Comparison: Acupuncture and related therapies versus no intervention
Outcomes (units) 1 (NA) 2 (NA) 3 (NA)
No. of studies (Total number of participants) 1(113) 1(113) 1(113)
No. of participants who experienced the outcome / No. of participants in each group Intervention 24/55 29/56 18/50
Comparator 35/54 40/56 28/50
OR (95% CI) 0.42 (0.19 to 0.93) 0.43 (0.20 to 0.95) 0.45 (0.20 to 1.01)
p value 0.045 0.027 0.033
Overall quality of evidence* High High High
Keys: SD= standard deviation; OR: odds ratio; CI: confidence interval.
Conclusion
Benefits
Compared to the group with no intervention, there were fewer women in acupuncture and related therapies group who achieved clinical pregnancy, obtained positive pregnancy test and gave live births. The odds of clinical pregnancy and positive pregnancy test were significantly lower among women receiving acupuncture and related therapies than no intervention. However, there was no statistical difference in the odds of live births occurred in women between two groups. For all outcomes, the overall quality of evidence is high. Further research is unlikely to have an important impact on our confidence in this estimate of effect.
Harms
No serious adverse events or side effects were reported in both acupuncture and related therapies group and the group with no intervention.
Link to Original Article
https://www.ncbi.nlm.nih.gov/pubmed/24937975
The synopsis is based on the following article:
Craig LB, Rubin LE, Peck JD, Anderson M, Marshall LA, Soules MR. Acupuncture performed before and after embryo transfer: a randomized controlled trial.
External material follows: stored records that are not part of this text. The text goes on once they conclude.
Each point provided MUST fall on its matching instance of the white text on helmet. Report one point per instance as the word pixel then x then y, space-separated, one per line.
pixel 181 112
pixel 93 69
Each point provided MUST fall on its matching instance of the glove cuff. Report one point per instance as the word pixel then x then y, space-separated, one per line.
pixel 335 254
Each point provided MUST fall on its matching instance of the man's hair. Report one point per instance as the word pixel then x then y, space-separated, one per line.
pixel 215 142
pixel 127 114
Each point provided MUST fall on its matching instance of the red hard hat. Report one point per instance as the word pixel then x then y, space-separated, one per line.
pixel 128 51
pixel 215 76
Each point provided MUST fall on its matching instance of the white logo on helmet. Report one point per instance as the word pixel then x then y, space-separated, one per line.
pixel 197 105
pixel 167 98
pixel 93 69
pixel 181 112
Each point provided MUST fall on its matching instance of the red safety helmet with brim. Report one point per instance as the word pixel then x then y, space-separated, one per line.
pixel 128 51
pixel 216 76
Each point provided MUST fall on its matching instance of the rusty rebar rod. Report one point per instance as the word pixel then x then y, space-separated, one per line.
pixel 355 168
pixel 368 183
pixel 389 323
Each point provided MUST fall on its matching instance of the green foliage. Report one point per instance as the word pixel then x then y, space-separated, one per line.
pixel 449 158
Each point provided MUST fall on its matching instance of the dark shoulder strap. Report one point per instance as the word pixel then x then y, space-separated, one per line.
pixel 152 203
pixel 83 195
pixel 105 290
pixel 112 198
The Journal of Reproductive Medicine. 2013 Dec;59(5-6):313-20.


* Interpretation of quality assessment results:
• Very low: Further research is most likely to have an important impact on our confidence in this estimate of effect.
• Low: Further research is likely to have an important impact on our confidence in this estimate of effect.
• Moderate: Further research is fairly likely to have an important impact on our confidence in this estimate of effect.
• High: Further research is unlikely to have an important impact on our confidence in this estimate of effect.
• Very high: Further research is most unlikely to have an important impact on our confidence in this estimate of effect.

Details of assessment method can be found at Chung VC, Wu XY, Ziea ET, Ng BF, Wong SY, Wu JC. Assessing internal validity of clinical evidence on effectiveness of CHinese and integrative medicine: Proposed framework for a CHinese and Integrative Medicine Evidence RAting System (CHIMERAS). European Journal of Integrative Medicine. 2015 Aug 31;7(4):332-41.